# grey tree frog



## welsher7 (Jul 29, 2005)

i just found what i think is a grey or cope's grey tree frog, Hyla versicolor or Hyla chrysoscelis. i think i'm going to keep it. what would be better a standard 10g or a 15xh. its a tree frog so i'm thinking the 15xh. what do you guys think about keeping native frogs?
thanks, 
Dan


----------



## welsher7 (Jul 29, 2005)

cool looking frog.


----------



## CrocKeeper (Dec 26, 2003)

First and foremost, make sure you are not violating any laws by keeping it.
If all is good there, keep it in the 15 ...they do well on a variety of insects, crickets, etc..
set it up with live plants, and I use powerheads buried in gravel to generate pools in the bottoms of the enclosure, keeps the water running, and filtered through the gravel..


----------



## welsher7 (Jul 29, 2005)

here is a picture of his temp. viv.


----------



## WorldBelow07 (Dec 16, 2004)

very nice ^_^


----------



## welsher7 (Jul 29, 2005)

well i set up the viv today. i picked up some kind of moss for the bottom a dish for a pool, and some fake plants to hang on the walls. I'll post pics when i get home from work. I'm going to work on a more viv. this weekend with live plants and a water feature. i'm gonna search the web for some more info on setting up vivs. thanks for all the help.

thanks, 
Dan


----------



## welsher7 (Jul 29, 2005)

a full shot of his viv








and two of him
















what do ya think?? anything i should change?

thanks, 
Dan


----------



## Mettle (Dec 29, 2003)

Looks very good! Love those nice pieces of driftwood you've got going on, for sure. And that frog looks pretty cool itself!

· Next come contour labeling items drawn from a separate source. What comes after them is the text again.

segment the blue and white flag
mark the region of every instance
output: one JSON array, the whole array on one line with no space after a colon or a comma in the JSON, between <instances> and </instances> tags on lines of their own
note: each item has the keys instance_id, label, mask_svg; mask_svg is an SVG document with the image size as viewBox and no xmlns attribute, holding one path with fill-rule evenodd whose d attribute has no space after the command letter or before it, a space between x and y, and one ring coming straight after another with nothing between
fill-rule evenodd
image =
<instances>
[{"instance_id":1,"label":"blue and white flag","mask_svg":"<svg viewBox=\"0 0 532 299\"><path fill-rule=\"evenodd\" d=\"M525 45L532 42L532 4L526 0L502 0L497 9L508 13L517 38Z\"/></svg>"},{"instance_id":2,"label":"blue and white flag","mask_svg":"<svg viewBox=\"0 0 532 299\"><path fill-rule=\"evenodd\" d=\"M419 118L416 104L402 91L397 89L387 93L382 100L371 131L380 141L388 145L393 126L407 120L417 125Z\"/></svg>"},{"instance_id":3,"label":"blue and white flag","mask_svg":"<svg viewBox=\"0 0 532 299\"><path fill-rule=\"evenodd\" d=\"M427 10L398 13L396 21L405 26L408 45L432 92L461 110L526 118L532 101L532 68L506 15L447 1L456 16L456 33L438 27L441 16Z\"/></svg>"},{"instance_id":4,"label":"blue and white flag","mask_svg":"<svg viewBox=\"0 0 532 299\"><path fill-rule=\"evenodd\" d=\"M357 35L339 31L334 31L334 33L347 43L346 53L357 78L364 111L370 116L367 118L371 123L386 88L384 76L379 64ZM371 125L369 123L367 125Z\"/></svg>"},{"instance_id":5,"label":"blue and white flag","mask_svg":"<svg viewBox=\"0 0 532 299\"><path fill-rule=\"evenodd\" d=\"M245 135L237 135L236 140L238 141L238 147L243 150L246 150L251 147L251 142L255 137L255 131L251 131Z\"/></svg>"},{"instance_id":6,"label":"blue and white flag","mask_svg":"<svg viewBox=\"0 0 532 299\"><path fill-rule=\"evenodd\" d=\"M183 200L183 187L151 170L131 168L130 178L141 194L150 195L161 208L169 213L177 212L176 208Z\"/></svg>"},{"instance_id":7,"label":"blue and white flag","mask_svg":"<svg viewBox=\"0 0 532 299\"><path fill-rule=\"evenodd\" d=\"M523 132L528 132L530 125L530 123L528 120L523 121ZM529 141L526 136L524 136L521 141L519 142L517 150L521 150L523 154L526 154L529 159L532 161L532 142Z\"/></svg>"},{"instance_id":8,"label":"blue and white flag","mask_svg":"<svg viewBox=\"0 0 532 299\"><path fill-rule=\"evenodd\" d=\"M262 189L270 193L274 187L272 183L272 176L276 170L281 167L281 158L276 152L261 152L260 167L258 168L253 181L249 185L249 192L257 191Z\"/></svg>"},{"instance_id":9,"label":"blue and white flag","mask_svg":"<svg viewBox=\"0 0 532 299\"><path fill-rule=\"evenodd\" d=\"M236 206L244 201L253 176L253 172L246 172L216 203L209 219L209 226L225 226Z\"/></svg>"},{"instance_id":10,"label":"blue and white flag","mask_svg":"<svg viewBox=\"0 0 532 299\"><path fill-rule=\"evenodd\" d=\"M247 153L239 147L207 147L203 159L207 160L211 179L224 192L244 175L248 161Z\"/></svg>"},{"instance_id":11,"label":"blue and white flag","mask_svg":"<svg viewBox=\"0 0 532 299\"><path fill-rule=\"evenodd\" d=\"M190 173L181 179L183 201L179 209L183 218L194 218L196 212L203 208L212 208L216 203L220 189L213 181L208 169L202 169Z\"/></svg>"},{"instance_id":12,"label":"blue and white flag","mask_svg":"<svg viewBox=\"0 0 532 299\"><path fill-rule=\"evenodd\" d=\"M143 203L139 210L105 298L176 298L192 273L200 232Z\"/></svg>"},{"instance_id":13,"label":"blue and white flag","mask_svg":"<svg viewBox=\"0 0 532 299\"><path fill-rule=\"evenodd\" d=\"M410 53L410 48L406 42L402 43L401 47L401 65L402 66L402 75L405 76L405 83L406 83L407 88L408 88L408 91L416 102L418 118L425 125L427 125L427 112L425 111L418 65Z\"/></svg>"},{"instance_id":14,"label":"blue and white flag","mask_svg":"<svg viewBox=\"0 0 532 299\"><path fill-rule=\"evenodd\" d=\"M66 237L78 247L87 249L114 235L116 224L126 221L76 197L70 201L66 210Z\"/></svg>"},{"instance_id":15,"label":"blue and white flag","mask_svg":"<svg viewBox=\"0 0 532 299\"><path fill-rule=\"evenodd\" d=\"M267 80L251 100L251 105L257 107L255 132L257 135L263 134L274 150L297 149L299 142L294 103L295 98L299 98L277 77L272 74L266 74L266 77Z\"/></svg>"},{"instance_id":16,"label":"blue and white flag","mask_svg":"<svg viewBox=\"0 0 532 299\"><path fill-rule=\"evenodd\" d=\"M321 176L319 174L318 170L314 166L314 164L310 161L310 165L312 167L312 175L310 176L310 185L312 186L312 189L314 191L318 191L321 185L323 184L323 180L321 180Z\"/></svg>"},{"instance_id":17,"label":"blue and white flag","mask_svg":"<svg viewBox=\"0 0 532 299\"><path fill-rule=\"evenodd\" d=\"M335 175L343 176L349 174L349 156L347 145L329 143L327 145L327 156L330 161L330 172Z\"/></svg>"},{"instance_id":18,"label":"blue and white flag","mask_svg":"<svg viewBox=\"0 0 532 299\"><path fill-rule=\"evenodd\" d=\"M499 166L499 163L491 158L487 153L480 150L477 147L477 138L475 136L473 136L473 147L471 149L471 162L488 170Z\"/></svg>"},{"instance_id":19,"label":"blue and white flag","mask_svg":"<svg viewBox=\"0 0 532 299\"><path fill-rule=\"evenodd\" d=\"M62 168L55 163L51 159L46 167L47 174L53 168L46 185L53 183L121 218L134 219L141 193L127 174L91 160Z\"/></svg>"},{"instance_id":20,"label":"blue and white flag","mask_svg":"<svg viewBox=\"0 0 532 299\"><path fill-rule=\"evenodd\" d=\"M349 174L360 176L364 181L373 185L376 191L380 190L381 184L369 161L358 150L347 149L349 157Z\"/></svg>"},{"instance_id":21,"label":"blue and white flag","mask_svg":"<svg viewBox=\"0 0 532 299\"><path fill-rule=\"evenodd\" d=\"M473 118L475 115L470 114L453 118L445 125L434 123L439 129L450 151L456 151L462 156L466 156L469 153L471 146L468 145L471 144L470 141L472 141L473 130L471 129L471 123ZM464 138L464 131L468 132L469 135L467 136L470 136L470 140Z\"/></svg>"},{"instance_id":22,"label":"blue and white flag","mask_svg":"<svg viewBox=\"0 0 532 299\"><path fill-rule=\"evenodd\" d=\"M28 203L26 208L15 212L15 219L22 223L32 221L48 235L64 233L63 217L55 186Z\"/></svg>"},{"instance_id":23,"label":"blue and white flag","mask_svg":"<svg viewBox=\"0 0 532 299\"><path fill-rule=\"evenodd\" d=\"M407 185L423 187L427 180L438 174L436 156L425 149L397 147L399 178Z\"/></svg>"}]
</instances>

Frogs are underrated. I've learned that from having my pacman.


----------



## flaredevil4 (Sep 9, 2006)

hey, that looks exactly like a frog that was in my backyard once! I have a compost and one day I hear a croaking sound. IT looked like that except it was camoflouged pretty damned well! Plus morth of where I live, there are plenty of frogs all over the place!


----------



## welsher7 (Jul 29, 2005)

thanx for the compliments. yea we have them every where. its weird when i saw it, i thought cool a tree frog, but now i see them everywhere. its cool if you actually pay attention to whats around you will find all kinds of cool things. i found another tiny tiny one last night, along with a northern leapord frog and common toad all on my drive way within 10ft. of each other. but i think i'm gonna let it go tonight.

thanks, 
Dan


----------



## psychofish (Jun 5, 2004)

Thats an awsome set up


----------



## Mettle (Dec 29, 2003)

All that time and money spent and you're just releasing it?


----------



## Nethius (Feb 23, 2003)

Sweet frog man! Nice find!


----------



## Wide_Eyed_Wanderer (Aug 22, 2006)

u really did a nice job on his tank


----------



## CLUSTER ONE (Aug 2, 2006)

thats very nice but i think it would look great if you put some real plants in there instead of the fake ones


----------